冷水での生存術:カナダ赤十字が提案する対策

衣服

外出時は乾いた衣服を重ね着し、ウール素材を取り入れることを推奨します。ウールは濡れても保温性が高く、ウールの帽子、靴下、ミトン(手袋より)を着用すると、体熱の約60%が頭部から失われるのを防げます。最外層は防風・防水のアウターを選び、必ず救命胴衣(PFD)を装着してください。冷水用に断熱機能があるPFDもあります。氷上での航行やスノーモービルなど、冷水に接する可能性がある場合は、浸水用スーツの着用も有効です。

水から脱出する

水中では熱が急速に失われるため、できるだけ速やかに水面から離れましょう。船やドック、岩や丸太に乗り移るだけでも、体温低下を遅らせられます。体温が低下し始め、合理的な判断や動きが困難になるまで約10分しかありません。

呼吸確保

意識が朦朧としてきたら、意識がなくても呼吸できる姿勢を取ります。多くの冷水事故は低体温症より溺死が原因です。自己直立機能のある救命胴衣を装着すれば、仰向けでも浮くことができ安全です。

体温保持

水中に留まらざるを得ない場合は、救命胴衣を着用した状態で「Heat Escape Lessening Position(HELP)」姿勢をとります。両腕を胸の前で交差させ、膝を胸に引き寄せます。不要な動きを避けることで、重要臓器の熱を保ち、赤十字は生存時間が約50%延長できると推定しています。
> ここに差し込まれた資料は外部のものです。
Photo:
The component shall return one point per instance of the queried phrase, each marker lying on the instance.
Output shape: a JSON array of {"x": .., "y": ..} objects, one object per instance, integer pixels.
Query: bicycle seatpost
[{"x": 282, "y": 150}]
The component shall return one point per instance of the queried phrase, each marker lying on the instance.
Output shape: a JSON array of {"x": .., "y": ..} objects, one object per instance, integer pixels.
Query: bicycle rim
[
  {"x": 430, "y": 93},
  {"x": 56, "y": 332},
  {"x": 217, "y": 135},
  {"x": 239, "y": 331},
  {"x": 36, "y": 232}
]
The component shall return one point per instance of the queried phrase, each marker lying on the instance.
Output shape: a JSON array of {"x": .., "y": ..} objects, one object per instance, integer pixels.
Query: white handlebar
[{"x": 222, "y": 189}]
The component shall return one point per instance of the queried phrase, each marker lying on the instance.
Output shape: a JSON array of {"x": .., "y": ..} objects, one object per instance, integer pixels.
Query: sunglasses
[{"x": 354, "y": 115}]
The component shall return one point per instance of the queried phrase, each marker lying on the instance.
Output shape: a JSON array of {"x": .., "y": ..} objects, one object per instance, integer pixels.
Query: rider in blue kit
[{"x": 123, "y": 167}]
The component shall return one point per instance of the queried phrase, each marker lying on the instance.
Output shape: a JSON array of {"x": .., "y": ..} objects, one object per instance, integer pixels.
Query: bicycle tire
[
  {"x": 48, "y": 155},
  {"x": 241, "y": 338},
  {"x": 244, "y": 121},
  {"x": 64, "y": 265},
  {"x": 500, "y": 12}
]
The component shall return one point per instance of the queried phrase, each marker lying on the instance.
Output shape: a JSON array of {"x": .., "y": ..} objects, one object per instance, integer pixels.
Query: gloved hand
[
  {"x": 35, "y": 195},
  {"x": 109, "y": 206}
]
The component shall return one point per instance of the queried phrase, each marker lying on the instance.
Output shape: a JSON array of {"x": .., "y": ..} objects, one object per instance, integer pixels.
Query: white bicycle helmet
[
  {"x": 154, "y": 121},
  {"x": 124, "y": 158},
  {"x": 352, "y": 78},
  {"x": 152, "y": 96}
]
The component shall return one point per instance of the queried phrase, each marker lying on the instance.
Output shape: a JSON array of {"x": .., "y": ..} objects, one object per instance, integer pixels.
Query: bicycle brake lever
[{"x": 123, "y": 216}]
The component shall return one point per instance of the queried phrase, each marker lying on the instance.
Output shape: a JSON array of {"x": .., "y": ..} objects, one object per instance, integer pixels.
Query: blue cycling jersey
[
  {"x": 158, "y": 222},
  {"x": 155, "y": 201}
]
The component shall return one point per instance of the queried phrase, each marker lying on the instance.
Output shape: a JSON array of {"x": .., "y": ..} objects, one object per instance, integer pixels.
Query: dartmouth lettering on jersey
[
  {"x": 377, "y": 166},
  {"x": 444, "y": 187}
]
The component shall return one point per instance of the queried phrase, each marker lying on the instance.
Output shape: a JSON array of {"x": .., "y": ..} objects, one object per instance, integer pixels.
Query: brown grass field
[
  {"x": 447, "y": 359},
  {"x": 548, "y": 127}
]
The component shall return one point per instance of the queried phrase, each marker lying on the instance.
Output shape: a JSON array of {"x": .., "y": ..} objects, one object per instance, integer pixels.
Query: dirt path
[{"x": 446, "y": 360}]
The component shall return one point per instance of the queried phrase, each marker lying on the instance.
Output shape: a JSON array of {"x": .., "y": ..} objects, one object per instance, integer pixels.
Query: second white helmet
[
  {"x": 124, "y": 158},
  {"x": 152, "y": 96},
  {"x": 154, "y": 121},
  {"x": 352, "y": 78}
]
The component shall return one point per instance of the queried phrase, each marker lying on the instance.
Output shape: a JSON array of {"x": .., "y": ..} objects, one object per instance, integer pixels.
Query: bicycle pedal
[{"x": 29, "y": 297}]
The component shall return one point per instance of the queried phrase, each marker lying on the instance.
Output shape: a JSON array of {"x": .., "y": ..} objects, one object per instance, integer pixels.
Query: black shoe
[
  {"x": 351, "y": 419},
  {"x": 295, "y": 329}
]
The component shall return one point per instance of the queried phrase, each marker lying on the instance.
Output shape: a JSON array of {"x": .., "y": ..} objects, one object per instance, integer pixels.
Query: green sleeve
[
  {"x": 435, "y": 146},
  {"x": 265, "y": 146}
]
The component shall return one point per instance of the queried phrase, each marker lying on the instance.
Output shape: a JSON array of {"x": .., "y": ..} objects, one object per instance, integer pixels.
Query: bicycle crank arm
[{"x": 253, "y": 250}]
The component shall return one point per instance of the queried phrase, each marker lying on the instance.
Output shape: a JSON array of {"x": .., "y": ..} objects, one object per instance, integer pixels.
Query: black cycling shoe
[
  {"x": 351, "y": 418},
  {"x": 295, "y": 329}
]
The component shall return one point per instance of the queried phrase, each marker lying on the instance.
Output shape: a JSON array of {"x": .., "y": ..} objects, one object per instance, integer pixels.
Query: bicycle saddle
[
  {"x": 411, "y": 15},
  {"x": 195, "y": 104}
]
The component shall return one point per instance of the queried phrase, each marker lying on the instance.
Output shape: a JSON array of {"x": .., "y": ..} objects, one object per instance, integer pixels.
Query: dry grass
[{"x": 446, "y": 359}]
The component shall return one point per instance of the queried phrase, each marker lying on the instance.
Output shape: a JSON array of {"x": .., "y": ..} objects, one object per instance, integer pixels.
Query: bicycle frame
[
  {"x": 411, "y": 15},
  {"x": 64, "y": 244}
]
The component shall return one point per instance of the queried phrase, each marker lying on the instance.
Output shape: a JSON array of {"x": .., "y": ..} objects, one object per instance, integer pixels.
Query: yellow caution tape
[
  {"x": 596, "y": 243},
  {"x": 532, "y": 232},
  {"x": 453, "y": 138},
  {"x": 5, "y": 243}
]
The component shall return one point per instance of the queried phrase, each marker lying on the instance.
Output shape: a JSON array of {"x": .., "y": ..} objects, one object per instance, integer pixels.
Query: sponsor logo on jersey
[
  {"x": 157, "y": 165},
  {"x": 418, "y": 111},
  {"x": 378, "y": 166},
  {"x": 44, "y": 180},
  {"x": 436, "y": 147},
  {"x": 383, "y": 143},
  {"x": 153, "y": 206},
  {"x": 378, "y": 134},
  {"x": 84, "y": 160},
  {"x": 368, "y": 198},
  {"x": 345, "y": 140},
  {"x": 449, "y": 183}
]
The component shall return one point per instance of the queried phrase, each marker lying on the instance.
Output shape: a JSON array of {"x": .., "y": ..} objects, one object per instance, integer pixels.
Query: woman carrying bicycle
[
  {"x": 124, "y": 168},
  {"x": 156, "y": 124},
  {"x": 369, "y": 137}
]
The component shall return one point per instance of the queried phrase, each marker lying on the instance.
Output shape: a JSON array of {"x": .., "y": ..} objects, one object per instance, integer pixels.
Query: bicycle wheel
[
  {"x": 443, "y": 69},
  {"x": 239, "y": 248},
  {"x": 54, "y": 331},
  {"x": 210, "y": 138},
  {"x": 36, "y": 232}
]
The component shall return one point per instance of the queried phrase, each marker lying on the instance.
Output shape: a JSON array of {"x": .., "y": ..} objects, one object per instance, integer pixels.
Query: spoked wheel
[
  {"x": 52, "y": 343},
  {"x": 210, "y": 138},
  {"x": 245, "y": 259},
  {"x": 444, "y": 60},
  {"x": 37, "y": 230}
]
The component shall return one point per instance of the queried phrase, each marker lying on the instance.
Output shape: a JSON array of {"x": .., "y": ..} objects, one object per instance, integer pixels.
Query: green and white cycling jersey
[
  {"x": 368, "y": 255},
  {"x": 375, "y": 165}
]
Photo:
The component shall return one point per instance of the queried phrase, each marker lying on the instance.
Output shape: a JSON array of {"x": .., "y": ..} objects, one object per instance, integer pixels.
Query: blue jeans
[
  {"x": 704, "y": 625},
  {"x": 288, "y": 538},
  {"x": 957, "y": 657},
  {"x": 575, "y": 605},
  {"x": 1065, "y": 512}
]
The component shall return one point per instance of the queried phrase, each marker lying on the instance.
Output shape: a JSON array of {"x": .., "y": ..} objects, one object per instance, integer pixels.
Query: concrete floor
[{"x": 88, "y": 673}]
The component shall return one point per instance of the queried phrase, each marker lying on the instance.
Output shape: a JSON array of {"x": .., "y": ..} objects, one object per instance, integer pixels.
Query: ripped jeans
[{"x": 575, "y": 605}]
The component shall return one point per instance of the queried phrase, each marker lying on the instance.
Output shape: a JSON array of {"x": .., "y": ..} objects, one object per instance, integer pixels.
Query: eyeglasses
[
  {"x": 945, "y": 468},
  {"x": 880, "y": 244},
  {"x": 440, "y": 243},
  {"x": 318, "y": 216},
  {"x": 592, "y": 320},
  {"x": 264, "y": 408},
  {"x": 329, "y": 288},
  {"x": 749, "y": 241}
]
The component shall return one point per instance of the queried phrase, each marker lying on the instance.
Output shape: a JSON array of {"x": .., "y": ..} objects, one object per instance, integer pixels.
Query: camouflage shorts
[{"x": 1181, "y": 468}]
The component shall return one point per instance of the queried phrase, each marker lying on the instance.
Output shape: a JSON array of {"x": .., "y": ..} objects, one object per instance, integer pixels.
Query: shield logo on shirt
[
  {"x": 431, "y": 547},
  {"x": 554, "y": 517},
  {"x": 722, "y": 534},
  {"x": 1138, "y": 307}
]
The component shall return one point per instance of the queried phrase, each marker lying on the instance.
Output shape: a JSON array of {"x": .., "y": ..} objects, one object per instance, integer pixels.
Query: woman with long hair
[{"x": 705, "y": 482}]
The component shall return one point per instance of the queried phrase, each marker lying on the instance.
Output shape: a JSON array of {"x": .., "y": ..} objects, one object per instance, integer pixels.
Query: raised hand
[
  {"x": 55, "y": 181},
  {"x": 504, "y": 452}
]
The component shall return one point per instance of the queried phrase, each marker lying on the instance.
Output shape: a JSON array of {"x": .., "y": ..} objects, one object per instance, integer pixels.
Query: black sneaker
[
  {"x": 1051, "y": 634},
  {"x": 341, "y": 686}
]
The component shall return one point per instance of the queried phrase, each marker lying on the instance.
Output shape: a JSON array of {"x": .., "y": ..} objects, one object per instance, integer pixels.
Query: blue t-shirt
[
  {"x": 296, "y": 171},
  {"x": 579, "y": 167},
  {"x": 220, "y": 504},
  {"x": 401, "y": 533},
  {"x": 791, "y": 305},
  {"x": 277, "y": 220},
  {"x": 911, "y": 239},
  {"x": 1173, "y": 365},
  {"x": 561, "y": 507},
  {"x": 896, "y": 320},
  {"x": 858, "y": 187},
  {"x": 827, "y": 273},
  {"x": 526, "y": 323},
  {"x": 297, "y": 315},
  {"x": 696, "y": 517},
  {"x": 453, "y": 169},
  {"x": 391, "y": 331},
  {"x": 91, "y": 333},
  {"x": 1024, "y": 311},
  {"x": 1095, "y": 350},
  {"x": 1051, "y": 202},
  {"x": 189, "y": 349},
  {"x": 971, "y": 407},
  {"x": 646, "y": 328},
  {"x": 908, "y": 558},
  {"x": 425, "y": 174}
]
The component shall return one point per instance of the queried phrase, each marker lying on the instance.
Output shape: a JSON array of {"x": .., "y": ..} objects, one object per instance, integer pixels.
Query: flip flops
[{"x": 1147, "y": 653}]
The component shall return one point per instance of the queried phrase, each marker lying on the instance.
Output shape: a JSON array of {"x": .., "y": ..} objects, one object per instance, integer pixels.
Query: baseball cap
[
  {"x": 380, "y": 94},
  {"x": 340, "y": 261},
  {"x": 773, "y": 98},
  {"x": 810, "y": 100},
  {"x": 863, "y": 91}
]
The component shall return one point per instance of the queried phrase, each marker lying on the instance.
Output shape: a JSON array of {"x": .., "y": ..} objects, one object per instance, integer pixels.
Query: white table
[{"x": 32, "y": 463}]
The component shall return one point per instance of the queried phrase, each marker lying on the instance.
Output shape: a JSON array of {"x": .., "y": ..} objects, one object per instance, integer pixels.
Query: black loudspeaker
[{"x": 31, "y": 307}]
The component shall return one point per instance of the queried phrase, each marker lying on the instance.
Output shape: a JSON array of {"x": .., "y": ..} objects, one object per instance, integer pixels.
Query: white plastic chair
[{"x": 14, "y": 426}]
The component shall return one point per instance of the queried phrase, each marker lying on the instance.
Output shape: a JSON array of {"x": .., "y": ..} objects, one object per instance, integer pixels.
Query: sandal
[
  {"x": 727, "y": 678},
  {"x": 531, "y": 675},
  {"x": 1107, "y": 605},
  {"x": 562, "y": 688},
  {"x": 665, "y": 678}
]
複数人が同時に水に落ちた場合は、互いに胸と側面を密着させ、脚を絡めてハグする「ハドリング」でも同様に体温を保持し、生存率が向上します。

救助要請

事前に救助計画を立てていても、緊急時に位置が特定しにくいことがあります。救命胴衣に笛を取り付け、音で位置を知らせましょう。また、防水マッチを携帯すれば、陸に上がった際に火を起こすだけでなく、位置特定の手段としても利用できます。